Mechanosensitivity of Murine Lung Slowly Adapting Receptors: Minimal Impact of Chemosensory, Serotonergic, and Purinergic Signaling

Murine slowly adapting receptors (SARs) within airway smooth muscle provide volume-related feedback; however, their mechanosensitivity and morphology are incompletely characterized. We explored two aspects of SAR physiology: their inherent static mechanosensitivity and a potential link to pulmonary neuroepithelial bodies (NEBs). SAR mechanosensitivity displays a rate sensitivity linked to speed of inflation; however, to what extent static SAR mechanosensitivity is tuned for the very rapid breathing frequency (B(f)) of small mammals (e.g., mouse) is unclear. NEB-associated, morphologically described smooth muscle-associated receptors (SMARs) may be a structural analog for functionally characterized SARs, suggesting functional linkages between SARs and NEBs. We addressed the hypotheses that: (1) rapid murine B(f) is associated with enhanced in vivo SAR static sensitivity; (2) if SARs and NEBs are functionally linked, stimuli reported to impact NEB function would alter SAR mechanosensitivity.
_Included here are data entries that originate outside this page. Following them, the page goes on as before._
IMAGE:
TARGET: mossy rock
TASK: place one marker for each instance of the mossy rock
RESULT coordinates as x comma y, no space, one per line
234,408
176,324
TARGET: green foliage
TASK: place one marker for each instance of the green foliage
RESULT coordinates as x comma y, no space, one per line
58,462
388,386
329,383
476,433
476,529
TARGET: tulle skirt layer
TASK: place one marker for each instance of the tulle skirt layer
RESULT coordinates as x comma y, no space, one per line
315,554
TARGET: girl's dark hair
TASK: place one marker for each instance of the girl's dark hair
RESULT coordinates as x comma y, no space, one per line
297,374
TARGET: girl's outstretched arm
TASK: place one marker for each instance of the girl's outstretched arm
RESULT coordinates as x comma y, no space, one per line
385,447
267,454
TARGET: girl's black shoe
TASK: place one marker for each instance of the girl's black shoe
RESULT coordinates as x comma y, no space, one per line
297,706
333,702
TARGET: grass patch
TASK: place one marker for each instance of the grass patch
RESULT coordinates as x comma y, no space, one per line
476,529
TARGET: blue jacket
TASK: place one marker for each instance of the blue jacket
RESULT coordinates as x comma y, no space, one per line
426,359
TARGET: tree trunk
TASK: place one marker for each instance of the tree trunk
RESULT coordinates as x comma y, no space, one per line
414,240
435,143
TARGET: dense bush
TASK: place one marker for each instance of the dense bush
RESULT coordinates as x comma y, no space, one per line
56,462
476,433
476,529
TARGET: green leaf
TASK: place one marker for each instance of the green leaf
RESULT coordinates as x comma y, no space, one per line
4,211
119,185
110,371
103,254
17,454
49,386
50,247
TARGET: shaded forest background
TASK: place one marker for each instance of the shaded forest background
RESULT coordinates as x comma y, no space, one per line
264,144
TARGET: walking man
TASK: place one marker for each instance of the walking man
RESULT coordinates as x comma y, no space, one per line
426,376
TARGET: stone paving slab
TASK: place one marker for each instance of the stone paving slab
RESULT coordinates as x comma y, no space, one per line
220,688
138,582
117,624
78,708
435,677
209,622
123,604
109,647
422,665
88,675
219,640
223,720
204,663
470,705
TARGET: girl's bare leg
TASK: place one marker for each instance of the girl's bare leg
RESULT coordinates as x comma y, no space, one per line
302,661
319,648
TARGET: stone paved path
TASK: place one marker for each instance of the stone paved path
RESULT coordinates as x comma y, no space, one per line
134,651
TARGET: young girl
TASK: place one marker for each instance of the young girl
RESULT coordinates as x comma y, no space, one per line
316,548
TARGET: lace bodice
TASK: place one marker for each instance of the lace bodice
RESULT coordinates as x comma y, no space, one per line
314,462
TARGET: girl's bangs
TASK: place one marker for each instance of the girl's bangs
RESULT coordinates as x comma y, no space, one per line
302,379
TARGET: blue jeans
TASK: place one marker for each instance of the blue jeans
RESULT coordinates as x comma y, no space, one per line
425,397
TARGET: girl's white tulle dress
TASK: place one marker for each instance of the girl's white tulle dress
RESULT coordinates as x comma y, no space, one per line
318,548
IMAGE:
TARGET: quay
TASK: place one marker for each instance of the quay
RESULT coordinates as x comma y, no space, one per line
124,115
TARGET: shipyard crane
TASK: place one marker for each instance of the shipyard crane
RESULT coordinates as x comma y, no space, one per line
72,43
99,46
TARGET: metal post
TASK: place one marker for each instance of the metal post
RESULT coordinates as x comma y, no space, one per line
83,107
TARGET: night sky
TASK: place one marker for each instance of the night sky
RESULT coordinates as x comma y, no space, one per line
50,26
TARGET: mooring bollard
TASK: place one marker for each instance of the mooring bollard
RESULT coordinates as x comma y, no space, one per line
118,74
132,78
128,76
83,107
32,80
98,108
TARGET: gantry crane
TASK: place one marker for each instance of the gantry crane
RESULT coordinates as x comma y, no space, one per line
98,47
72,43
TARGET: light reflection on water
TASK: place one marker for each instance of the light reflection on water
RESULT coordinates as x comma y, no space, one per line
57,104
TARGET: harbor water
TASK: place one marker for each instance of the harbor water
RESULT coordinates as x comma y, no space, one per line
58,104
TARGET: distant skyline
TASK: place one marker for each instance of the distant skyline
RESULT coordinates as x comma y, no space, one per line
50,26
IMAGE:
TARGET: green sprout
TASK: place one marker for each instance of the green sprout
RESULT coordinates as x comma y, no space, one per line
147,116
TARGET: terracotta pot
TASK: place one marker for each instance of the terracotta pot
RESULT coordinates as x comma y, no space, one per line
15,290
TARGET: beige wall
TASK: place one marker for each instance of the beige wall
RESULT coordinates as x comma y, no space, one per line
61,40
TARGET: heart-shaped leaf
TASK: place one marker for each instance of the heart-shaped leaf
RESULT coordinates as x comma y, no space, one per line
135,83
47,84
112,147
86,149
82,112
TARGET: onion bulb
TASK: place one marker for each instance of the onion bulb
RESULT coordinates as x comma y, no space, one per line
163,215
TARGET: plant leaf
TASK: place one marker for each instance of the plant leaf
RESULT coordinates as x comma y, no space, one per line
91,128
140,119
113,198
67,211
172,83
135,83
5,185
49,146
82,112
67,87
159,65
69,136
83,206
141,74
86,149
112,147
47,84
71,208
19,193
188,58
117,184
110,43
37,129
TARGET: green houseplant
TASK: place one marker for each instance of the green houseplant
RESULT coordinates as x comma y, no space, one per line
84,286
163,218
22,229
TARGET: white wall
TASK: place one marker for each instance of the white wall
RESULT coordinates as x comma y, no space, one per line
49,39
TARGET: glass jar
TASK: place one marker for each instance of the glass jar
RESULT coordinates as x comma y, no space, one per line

We measured SAR action potential discharge frequency (AP f, action potentials/s) during quasi-static inflation [0–20 cmH(2)O trans-respiratory pressure (P(TR))] in NEB-relevant conditions of hypoxia (F(I)O(2) = 0.1), hypercarbia (F(I)CO(2) = 0.1), and pharmacologic intervention (serotonergic 5-HT(3) receptor antagonist, Tropisetron, 4.5 mg/kg; P2 purinergic receptor antagonist, Suramin, 50 mg/kg). In all protocols, we obtained: (1) AP f vs. P(TR); (2) P(TR) threshold; and (3) AP f onset at P(TR) threshold. The murine AP f vs. P(TR) response comprises high AP f (average maximum AP f: 236.1 ± 11.1 AP/s at 20 cmH(2)O), a low P(TR) threshold (mean 2.0 ± 0.1 cmH(2)O), and a plateau in AP f between 15 and 20 cmH(2)O. Murine SAR mechanosensitivity (AP f vs. P(TR)) is up to 60% greater than that reported for larger mammals. Even the maximum difference between intervention and control conditions was minimally impacted by NEB-related alterations: Tropisetron −7.6 ± 1.8% (p = 0.005); Suramin −10.6 ± 1.5% (p = 0.01); hypoxia +9.3 ± 1.9% (p < 0.001); and hypercarbia −6.2 ± 0.9% (p < 0.001). We conclude that the high sensitivity of murine SARs to inflation provides enhanced resolution of operating lung volume, which is aligned with the rapid B(f) of the mouse. We found minimal evidence supporting a functional link between SARs and NEBs and speculate that the <10% change in SAR mechanosensitivity during altered NEB-related stimuli is not consistent with a meaningful physiologic role.